Data Analysis: Part 1

BAA-POCS Professional Development Series

Author

Dr. Maria Tackett

Published

December 4, 2025

Introductions

Name
School
Year in school
Description of your project

Topics

Today

Goal of data analysis
Identify types of study designs and data
Identify types of variables
Introduce R and RStudio
Visualize and summarize variables

Next time

Statistical inference
Relationships between variables
Coding in R
Other topics?

Goal of data analysis

“Information is what we want, but data are what we’ve got.” - Modern Data Science with R, Chapter 1

“Scientists seek to answer questions using rigorous methods and careful observations. These observations – collected from the likes of field notes, surveys, and experiments – form the backbone of a statistical investigation and are called data. Statistics is the study of how best to collect, analyze, and draw conclusions from data.”” - Introduction to Modern Statistics, Chapter 1

Your turn!

How are you using data analysis in your research?

Data analysis workflow

Data set: North Carolina counties

We will use data about the 100 counties in North Carolina. The data were collected from the from Census Quick Facts and is available in the usdata R package. Let’s look at the first 10 rows of data.

Code

nc_counties |> 
slice(1:10) |>
kable(digits = 3)

name	state	pop2000	pop2010	pop2017	pop_change	poverty	homeownership	multi_unit	unemployment_rate	metro	median_edu	per_capita_income	median_hh_income	smoking_ban
Alamance County	North Carolina	130800	151131	162391	5.16	17.6	68.1	17.1	4.30	yes	some_college	25374.90	44281	none
Alexander County	North Carolina	33603	37198	37286	0.53	14.7	79.9	2.2	3.67	yes	hs_diploma	22385.82	44523	none
Alleghany County	North Carolina	10677	11155	11031	1.02	21.0	74.0	6.2	5.16	no	hs_diploma	21280.18	38944	none
Anson County	North Carolina	25275	26948	24991	-3.79	22.7	71.0	4.9	5.31	no	hs_diploma	19798.37	38123	none
Ashe County	North Carolina	24384	27281	26957	0.25	19.4	79.2	4.4	4.18	no	some_college	24350.00	40293	none
Avery County	North Carolina	17167	17797	17536	-0.39	14.7	72.8	18.1	4.35	no	some_college	26362.67	37109	none
Beaufort County	North Carolina	44958	47759	47088	-0.64	19.1	73.4	9.2	5.13	no	some_college	23442.11	41101	NA
Bertie County	North Carolina	19773	21282	19224	-5.53	22.0	76.9	2.2	6.08	no	hs_diploma	19123.28	31287	none
Bladen County	North Carolina	32278	35190	33478	-3.53	24.5	69.0	5.5	5.97	no	hs_diploma	20570.82	32396	none
Brunswick County	North Carolina	73143	107431	130897	13.82	14.1	77.5	9.3	5.66	yes	some_college	29150.66	51164	none

Understanding the data

This is a data frame (like a spreadsheet). It is also an example of tidy data that is ready for analysis. In tidy data

Each row is an observation
Each column is variable (characteristic of the observation)
The table contains one type of observational unit

Your turn!

What do the rows represent in the North Carolina data?
What do the columns represent?

Study designs

It is important to understand data provenance (data origin and history of changes), because it helps us understand the scope of the conclusions that can be drawn from the data. See “Datasheets for Datasets” by Gebru et al. (2021) for more on data provenance and documentation.
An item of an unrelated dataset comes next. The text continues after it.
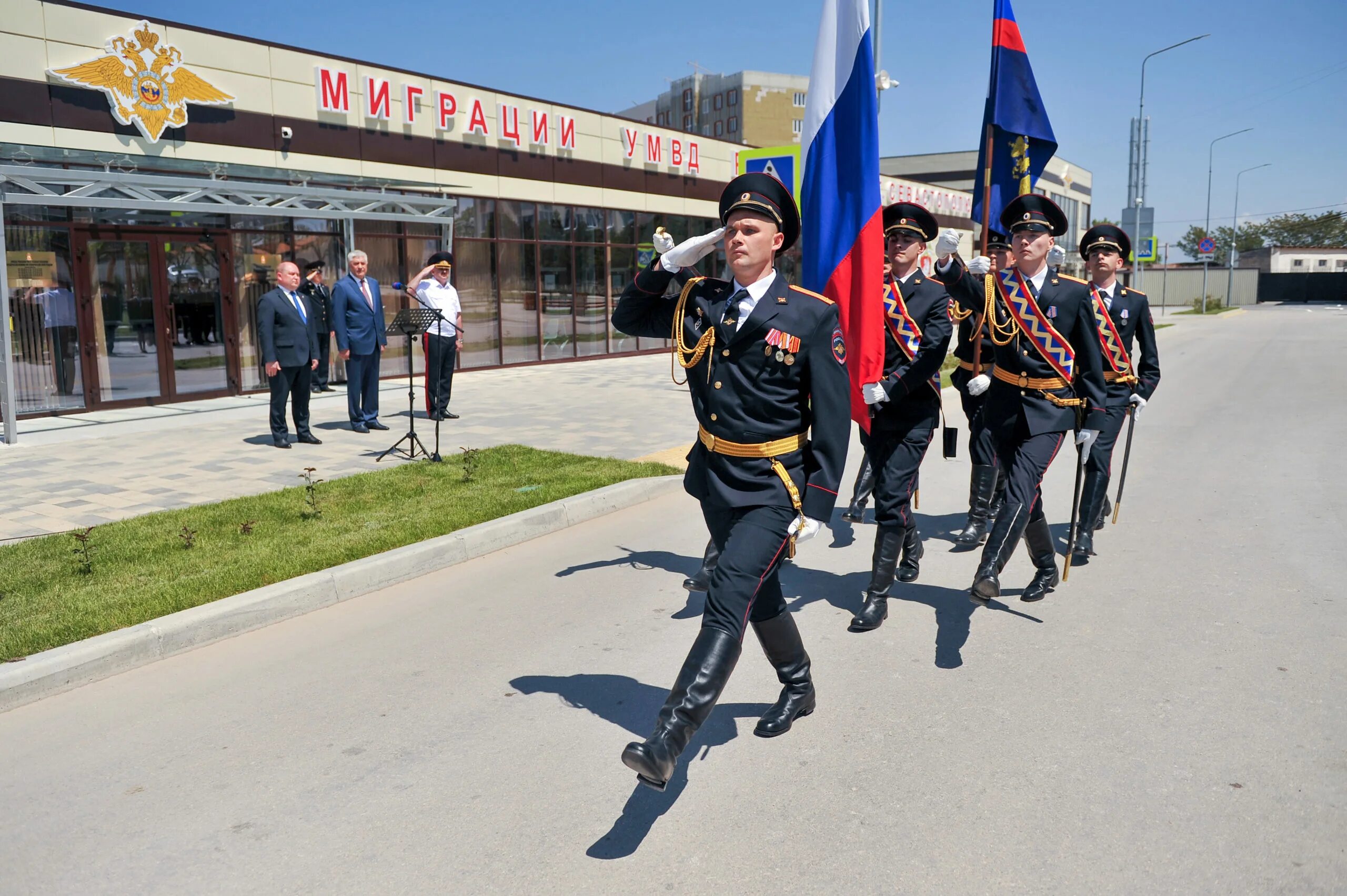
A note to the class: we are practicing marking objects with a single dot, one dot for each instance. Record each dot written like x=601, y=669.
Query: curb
x=72, y=666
A key piece of data provenance is how the data were collected, called the study design. There are two types of study designs: Experimental and Observational.

Experimental study: Researchers (randomly) assign subjects to specific treatments.
- Subjects generally the same across treatment groups.
- Can make causal claims (e.g., Treatment X causes Y outcome), because the effect of confounding factors is reduced. The only difference between the groups is the treatment that is applied.
Observational study: Researchers do not assign subjects to treatment.
- Subjects are likely different across treatment groups
- Challenging to make causal claims, because there could be confounding factors that affect subjects’ behavior.

Below is a chart from Introduction to Modern Statistics (Chapter 2) showing how the scope of conclusions relates to the study design.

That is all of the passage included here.